自身の財産をなるべく希望どおりに相続させたいと考えることが一般的です。
例えば、「孫が学費に困ることがないようにしたい」「自分が経営している会社事業の後継者を孫にしたい」と思うことがあるかもしれません。

このようなケースに限らず、祖父母の意思を反映した相続ができることは大きなメリットです。

孫に相続させる方法


孫に遺産を相続させる方法はいくつかありますが、どれを選ぶべきかは被相続人の状況や考え方などで異なります。孫に遺産を相続させる方法について詳しく解説します。

遺言書

遺言書では、法定相続人以外の人物にも、遺産を承継させる旨を定めることができます。

なお、法定相続人以外に遺産を承継させることを、正確には「遺贈」といいます。
遺言書がない場合は、法定相続人が集まって遺産分割協議を行い、全員の同意のもとで遺産の相続割合や内容を決めます。

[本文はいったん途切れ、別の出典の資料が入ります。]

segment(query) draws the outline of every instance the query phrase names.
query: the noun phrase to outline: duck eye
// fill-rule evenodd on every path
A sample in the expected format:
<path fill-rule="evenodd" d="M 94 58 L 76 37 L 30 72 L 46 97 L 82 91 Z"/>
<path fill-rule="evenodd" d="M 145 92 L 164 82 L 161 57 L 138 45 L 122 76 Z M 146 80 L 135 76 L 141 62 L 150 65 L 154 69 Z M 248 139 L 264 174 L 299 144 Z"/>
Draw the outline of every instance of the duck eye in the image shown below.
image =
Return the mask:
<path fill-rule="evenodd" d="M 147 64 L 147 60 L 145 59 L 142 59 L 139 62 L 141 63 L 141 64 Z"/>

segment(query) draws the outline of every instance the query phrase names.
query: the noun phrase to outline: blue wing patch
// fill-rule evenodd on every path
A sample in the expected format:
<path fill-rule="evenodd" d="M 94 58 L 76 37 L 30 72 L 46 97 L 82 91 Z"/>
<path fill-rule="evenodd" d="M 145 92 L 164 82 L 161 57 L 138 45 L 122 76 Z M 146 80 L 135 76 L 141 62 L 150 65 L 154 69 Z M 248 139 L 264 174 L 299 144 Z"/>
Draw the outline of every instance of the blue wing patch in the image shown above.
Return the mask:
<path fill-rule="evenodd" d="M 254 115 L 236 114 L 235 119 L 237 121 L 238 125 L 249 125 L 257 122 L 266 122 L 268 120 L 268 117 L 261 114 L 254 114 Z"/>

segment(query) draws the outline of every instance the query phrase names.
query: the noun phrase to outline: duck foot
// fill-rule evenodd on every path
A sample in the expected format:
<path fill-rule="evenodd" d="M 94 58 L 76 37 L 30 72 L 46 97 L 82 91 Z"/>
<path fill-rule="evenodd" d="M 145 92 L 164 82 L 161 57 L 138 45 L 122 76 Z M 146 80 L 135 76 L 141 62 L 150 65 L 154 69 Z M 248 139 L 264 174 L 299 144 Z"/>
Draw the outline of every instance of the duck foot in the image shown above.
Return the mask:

遺言書の法的拘束力は非常に強いため、正しい書式で作成さえすれば孫への遺産の承継を実現できます。
しかし、間違った方法で作成すると法的拘束力が失われ、遺産分割協議が必要になるため注意が必要です。

養子縁組する

養子縁組とは、本来の血縁関係とは関係なく法律上で親子関係を結ぶ制度のことで、普通養子縁組と特別養子縁組があります。
このうち、相続の関係で通常利用されるのは普通養子縁組です。

被相続人と養子縁組を結ぶと、孫も「子ども」として第1順位の法定相続人になるため、遺言書を作成していない状況で亡くなった場合でも、孫に一定割合の遺産を相続させることができます。

生前贈与

生前贈与とは、被相続人が亡くなる前に財産を子どもや孫などに渡す方法です。
年間110万円までの贈与には贈与税が課税されず、税務署に申告する必要もありません。

被相続人が亡くなった日から遡って3年(※1)までの贈与は相続税計算に組み込まれるため、税額を低減させたいのであれば、なるべく早くから贈与を始めることが重要です。
ただし、毎年決まった額を贈与し続けると、事前に毎年の贈与が約束されていた定期贈与と判断され、各年の贈与額の合算額について一括して贈与があったものとみなされる恐れがあるため、贈与のタイミングや金額、贈与契約書の作成方法等については留意が必要です。

※1:延長期間
・令和8年12月31日以前の相続・・・3年
・令和9年~令和12年の相続・・・令和6年1月1日~相続開始日までの期間(3年超~7年未満)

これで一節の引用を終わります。